While there has been progress over the last decades with regard to gender equality, we still have a long way to go. What, in your opinion, can be done to ensure equal opportunities for women? I believe the change needs to be made in many different areas. Media, for one, showcasing more females in motorsport, After all, “If you can see it, you can be it”.

Also, I was introduced to motorsport because of my family, but not everyone has a motorsport family! So just like introducing your daughter to dancing and gymnastics, you should also consider taking her to a gocart track!

What Extreme E and Rosberg X Racing are doing by genuinely believing in female drivers is a great example. They are actively searching for and promoting females to get into the sport. It’s our responsibility to show that this sport is for everyone.


Have you ever had moments where you doubted yourself? I have. Saying that I’ve never doubted myself would be a lie. I believe everyone doubts themselves that from time to time, and I think it lays a strength in being able to admit that. Then, it goes back to what I said before about my passion for the sport, to get my belief back. I then focus on why I do what I do, focusing on my passion and strength.


Can you tell us about the mental and physical preparation that goes into gearing up for a big race? For me, it’s always about trying to have a free mind and being open to the possibility that anything can happen (which it really can in Extreme E!). Being in the moment is so important. It’s easy to think about the finish line at the start- because you want to win, but to finish first, you first have to finish.

So for me, it’s being 100 % focused on being in the moment. I achieve this by doing breathing exercises during the race weekends and between race weekends. A big part of my routine is getting into that right state of mind.


What is the proudest moment of your career thus far? If I can, I’d like to mention two moments here. First when I won a race in STCC (Scandinavian Touring car Championship) as the first female ever in 2018, and then also my first win in Extreme E, the Desert X Prix with RXR. Funny thing, when I said this in an interview, Johan said that he was proud to have been part of both of those events, obviously, in Extreme E, but also in the STCC race where I won, he came 3rd. So, I'm pretty proud of that moment.

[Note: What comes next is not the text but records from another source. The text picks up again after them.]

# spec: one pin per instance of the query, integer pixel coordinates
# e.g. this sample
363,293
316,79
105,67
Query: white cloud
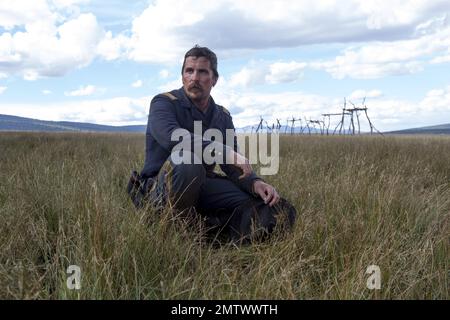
171,85
259,73
283,72
112,48
437,101
370,61
42,41
361,94
159,34
82,91
137,84
116,111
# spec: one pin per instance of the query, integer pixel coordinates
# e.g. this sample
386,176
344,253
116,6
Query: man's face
198,78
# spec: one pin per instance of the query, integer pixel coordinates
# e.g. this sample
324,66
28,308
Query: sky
102,61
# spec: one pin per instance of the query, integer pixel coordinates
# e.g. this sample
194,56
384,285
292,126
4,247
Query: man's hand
241,162
266,192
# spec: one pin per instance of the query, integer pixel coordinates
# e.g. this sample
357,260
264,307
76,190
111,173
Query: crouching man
239,201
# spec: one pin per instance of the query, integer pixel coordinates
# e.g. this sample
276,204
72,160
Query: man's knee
191,172
185,181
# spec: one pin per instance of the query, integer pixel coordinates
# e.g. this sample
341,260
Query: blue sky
103,61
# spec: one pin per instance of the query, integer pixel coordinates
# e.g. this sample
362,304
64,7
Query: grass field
361,201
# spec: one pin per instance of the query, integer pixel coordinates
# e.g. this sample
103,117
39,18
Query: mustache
195,86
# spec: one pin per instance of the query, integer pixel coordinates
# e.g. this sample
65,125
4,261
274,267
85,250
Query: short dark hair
198,51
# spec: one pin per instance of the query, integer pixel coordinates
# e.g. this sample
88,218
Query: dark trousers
218,200
182,186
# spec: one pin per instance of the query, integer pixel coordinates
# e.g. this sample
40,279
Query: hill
14,123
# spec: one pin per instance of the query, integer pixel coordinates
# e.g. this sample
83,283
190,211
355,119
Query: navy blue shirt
166,115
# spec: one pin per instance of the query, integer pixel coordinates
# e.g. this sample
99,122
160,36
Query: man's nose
195,75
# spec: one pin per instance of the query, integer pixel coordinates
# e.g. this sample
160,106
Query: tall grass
360,201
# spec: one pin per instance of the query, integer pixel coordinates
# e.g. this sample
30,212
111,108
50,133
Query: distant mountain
439,129
14,123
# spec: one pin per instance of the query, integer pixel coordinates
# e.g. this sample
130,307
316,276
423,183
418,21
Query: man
193,183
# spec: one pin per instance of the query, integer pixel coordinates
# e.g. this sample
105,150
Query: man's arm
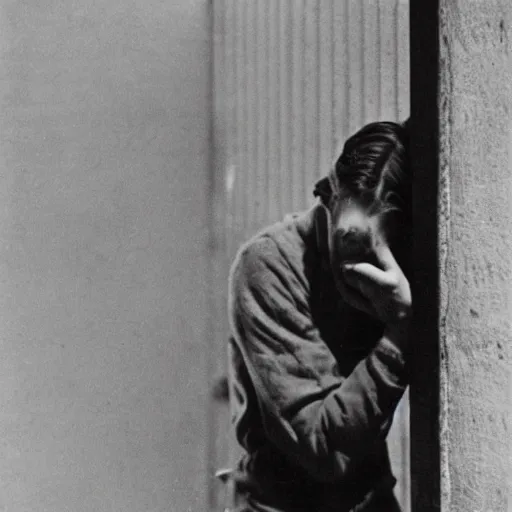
321,420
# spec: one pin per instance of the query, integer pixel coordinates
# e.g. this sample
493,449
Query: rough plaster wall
476,247
103,169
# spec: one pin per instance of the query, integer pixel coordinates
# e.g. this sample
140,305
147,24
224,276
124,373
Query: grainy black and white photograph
256,256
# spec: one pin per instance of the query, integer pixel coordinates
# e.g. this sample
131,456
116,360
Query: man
319,308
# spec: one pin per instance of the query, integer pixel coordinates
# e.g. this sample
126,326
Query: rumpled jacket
314,384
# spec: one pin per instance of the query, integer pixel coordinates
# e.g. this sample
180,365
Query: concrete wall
103,233
469,110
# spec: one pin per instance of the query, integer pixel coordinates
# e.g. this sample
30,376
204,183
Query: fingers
385,256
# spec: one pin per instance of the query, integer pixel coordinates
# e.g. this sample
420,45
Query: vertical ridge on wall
294,79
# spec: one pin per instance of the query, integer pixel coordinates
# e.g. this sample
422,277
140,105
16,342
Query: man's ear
323,190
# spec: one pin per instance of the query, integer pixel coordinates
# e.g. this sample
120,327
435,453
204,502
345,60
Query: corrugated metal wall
292,80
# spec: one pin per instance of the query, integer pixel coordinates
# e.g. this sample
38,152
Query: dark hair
373,167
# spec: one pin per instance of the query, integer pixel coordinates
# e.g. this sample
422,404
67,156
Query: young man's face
355,232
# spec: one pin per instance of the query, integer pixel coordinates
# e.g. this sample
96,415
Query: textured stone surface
475,219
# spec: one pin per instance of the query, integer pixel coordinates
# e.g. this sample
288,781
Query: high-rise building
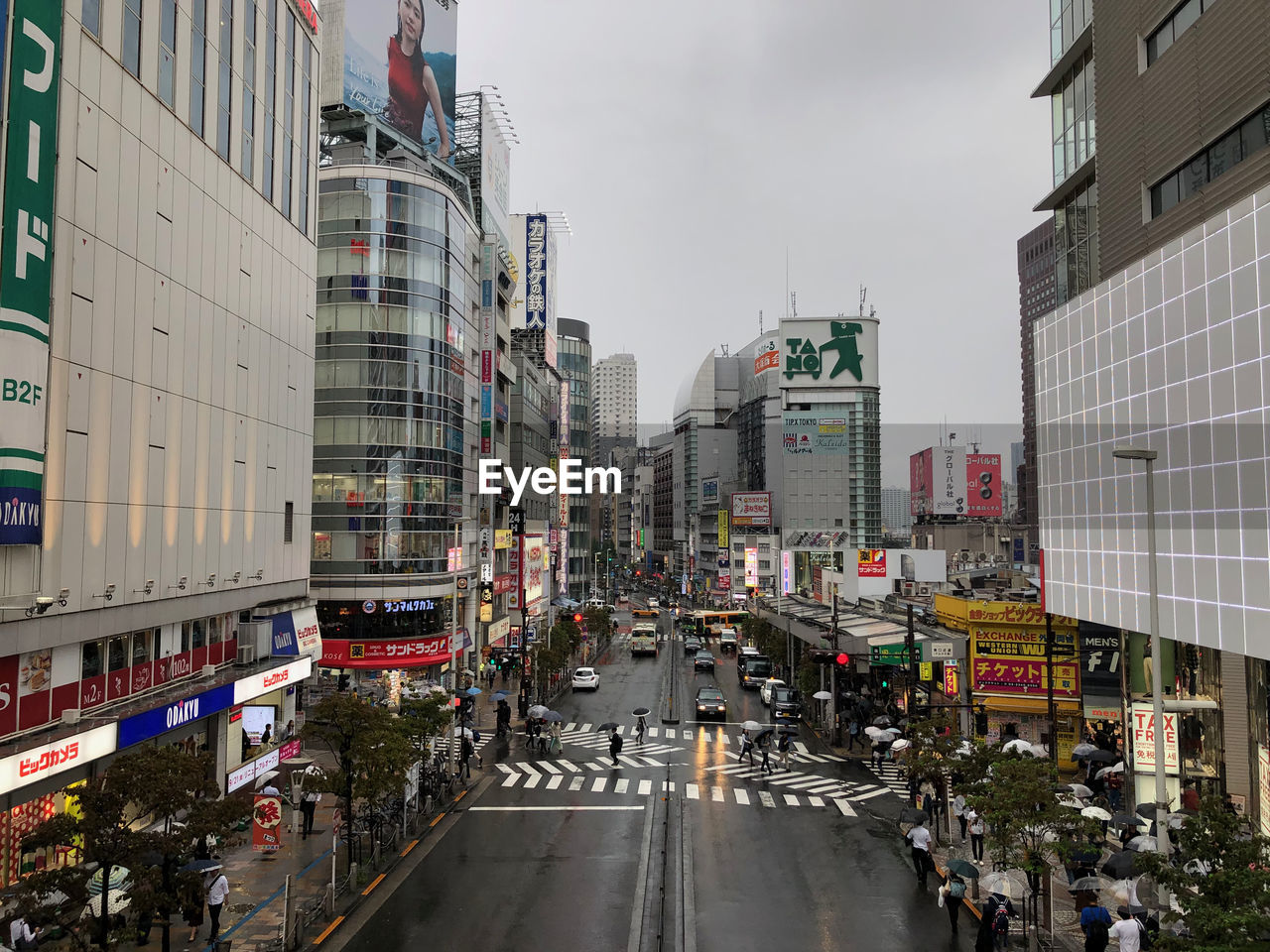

What do you want to be remembered for? That I made a change for how people, in general, see women in motorsport, but also that I always walked my path and did it my way.


Are there any women in the industry that you’d love to work with in the future?

Many! For example, I once had a chat with Susie Wolff that really inspired me, so I’d love to work with her. I´m also very impressed by Leena Gade's work, so they are two of many incredible women that I’d like to work with.